Gezi 2013 a été un tournant, la société est devenue hautement polarisée. Dans le cinéma et le théâtre le changement a été drastique — moins pour nous. Ne pas dépendre financièrement de l'Etat nous rend flexibles et en termes de contenus nous ne subissons pas la censure. […] Nous recevons de moins en moins de candidatures de l'étranger pour des collaborations. Beaucoup d'artistes locaux sont découragés, ils ne veulent pas rester ici”.

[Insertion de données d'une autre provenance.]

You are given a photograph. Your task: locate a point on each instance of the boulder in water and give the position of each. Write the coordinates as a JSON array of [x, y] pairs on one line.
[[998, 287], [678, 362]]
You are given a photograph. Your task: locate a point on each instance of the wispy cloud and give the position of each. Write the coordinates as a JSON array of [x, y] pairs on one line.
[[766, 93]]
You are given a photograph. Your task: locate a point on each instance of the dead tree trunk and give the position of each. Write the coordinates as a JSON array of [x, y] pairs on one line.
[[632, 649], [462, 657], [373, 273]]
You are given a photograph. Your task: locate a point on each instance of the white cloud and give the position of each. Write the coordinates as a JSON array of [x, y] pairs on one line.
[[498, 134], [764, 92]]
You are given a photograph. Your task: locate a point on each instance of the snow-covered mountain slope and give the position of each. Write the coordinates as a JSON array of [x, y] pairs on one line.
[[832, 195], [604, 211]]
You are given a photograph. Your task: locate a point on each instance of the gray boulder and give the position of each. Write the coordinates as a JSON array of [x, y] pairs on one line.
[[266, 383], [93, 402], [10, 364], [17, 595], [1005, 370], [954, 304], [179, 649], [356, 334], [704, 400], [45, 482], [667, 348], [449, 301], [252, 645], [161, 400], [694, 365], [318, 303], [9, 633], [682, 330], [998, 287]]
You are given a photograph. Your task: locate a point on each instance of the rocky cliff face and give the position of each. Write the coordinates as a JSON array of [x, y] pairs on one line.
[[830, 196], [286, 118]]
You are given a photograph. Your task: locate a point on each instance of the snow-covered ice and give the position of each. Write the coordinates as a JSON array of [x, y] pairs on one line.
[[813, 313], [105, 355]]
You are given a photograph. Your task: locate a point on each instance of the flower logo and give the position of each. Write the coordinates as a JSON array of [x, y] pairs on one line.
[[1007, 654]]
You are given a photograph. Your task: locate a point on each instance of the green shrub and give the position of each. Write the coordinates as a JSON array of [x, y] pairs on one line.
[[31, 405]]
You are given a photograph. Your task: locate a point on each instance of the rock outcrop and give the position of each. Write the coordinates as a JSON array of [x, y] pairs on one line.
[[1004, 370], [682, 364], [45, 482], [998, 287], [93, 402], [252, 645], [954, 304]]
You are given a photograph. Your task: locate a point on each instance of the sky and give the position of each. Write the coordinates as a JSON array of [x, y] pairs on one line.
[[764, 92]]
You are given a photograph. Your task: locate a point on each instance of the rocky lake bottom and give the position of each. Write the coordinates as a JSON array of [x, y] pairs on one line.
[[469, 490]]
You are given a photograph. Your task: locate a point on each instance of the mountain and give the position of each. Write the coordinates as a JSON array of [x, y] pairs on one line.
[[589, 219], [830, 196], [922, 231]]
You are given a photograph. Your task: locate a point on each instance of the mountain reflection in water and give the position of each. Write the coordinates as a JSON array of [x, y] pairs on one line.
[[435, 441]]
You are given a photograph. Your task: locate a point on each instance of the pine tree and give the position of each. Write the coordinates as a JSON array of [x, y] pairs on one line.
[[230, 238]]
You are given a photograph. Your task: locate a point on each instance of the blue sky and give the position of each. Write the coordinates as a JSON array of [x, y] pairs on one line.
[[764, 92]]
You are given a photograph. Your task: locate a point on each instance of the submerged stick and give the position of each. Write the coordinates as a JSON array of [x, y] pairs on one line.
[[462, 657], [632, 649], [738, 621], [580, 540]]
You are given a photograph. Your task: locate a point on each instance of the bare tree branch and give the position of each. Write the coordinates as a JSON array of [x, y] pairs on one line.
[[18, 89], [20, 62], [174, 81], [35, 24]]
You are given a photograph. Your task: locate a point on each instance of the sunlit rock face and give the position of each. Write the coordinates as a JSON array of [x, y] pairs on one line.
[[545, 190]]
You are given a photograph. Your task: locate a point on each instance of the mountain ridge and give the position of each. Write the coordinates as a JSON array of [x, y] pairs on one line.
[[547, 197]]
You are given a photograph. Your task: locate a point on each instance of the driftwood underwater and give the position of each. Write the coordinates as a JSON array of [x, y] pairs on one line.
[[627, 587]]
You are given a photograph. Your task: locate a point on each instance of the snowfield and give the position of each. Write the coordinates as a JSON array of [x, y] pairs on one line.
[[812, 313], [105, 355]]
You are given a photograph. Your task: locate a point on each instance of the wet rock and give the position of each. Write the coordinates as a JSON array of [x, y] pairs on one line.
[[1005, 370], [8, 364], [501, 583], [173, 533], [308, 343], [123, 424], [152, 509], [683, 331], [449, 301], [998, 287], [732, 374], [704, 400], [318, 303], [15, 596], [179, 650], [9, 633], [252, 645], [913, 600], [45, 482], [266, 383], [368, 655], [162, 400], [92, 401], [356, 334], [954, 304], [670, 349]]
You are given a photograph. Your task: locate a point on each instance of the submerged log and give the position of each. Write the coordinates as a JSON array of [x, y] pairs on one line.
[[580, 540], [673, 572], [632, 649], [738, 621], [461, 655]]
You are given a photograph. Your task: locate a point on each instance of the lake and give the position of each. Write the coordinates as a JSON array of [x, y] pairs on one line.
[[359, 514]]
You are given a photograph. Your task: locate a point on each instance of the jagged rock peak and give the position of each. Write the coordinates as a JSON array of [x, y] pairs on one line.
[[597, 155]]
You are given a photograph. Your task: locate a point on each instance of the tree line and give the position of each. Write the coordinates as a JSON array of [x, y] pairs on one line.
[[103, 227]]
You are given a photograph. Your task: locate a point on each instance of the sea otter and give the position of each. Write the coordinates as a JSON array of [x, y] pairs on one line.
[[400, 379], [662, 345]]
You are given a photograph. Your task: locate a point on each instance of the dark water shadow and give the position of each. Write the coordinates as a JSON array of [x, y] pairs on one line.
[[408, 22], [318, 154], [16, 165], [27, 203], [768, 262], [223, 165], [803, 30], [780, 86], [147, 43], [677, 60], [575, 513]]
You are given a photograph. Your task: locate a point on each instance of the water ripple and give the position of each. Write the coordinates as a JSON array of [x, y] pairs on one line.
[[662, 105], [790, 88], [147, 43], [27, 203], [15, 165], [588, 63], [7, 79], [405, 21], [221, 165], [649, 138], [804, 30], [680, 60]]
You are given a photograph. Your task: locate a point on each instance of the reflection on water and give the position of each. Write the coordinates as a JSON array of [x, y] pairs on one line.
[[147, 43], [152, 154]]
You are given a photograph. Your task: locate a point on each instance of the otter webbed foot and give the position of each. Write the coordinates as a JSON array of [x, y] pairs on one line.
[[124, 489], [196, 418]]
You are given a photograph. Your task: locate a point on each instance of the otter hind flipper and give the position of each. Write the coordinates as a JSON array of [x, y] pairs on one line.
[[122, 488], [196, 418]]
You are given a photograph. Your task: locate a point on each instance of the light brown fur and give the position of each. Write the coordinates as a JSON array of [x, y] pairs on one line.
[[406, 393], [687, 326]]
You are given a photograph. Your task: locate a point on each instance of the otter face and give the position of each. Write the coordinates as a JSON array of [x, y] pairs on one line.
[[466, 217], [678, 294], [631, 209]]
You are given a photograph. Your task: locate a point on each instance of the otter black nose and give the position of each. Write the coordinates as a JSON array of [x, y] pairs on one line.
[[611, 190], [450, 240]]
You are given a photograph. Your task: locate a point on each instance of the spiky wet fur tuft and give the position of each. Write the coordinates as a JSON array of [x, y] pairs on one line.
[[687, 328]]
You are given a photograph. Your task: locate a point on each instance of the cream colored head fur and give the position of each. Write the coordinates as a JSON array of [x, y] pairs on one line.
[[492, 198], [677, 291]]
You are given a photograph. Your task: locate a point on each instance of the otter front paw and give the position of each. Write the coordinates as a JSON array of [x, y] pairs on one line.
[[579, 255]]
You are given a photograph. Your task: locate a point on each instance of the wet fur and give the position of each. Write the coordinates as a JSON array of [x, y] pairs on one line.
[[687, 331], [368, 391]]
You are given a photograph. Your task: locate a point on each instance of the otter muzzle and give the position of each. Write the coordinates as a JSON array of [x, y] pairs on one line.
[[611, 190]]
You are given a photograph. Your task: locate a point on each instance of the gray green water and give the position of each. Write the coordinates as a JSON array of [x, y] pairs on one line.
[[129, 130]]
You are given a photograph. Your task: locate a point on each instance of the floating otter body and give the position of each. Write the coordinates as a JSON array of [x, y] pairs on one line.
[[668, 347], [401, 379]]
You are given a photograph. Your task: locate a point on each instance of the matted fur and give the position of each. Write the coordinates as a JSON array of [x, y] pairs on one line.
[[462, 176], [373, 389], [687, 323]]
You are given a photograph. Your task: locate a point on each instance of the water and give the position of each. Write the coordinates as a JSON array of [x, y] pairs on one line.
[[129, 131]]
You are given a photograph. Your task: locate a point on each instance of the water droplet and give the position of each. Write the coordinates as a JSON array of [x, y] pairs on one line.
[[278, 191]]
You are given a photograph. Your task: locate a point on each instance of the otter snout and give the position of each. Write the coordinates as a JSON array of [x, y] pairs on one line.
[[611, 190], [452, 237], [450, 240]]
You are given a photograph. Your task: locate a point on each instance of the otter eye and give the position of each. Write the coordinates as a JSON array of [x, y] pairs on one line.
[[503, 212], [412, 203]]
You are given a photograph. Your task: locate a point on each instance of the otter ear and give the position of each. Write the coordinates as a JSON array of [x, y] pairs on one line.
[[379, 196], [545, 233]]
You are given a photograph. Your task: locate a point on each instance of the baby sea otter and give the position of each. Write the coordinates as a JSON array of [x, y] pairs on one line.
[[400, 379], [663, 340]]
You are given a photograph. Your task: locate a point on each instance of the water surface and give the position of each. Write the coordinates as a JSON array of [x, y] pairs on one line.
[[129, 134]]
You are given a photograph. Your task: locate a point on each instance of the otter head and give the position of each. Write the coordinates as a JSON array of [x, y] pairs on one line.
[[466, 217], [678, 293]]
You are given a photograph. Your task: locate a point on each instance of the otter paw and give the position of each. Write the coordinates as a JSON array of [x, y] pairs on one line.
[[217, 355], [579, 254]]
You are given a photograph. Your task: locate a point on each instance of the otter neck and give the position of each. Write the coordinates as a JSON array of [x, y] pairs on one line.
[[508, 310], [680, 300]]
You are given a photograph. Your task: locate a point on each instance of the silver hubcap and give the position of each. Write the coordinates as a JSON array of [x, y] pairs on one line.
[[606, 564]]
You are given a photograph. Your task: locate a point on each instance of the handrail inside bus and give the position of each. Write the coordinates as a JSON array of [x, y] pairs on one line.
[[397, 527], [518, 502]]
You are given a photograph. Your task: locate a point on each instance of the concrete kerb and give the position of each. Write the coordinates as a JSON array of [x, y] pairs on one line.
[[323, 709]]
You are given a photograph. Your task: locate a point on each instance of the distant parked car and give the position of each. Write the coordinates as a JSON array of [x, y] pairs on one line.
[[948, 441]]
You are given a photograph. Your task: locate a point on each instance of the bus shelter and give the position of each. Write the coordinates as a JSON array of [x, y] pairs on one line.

Sur la question de l'apport des artistes syriens, Günal estime qu'avec l'Occident toujours au centre de l'attention, les artistes syriens ont rendu possibles de nouvelles perspectives et une meilleure connaissance de la production artistique de la Syrie.

Pour Yücel, le maître de conférence de l'Université Bilgi, la présence des artistes syriens se manifeste surtout depuis les deux dernières années. “Il y a eu une prise de conscience des artistes immigrés sur la scène de l'art contemporain à Istanbul aussi grâce aux média. Et des organismes collectifs comme Arthere ont gagné en visibilité. Pas seulement les Syriens, aussi tous les artistes indépendants doivent être soutenus dans l'écosystème artistique d'Istanbul”.

Berakdar pense qu'Arthere a eu un effet sur la scène locale et le voisinage. “Nous avons été les premiers à démarrer un atelier ouvert au public, à travailler ensemble, nous l'avons rendue plus internationale, nous avons amené plein de collaborations avec la communauté turque ici et cela a été bénéfique pour nos artistes. Ils rompent ce sentiment d'aliénation, ils commencent à se sentir plus chez eux ici”.

Après des siècles d'histoire commune et des décennies de séparation, confrontés aux défis — partagés pour certains — les artistes syriens imprègnent la scène artistique turque et créent des institutions et des réseaux importants, tant pour eux-même que pour la communauté hôte.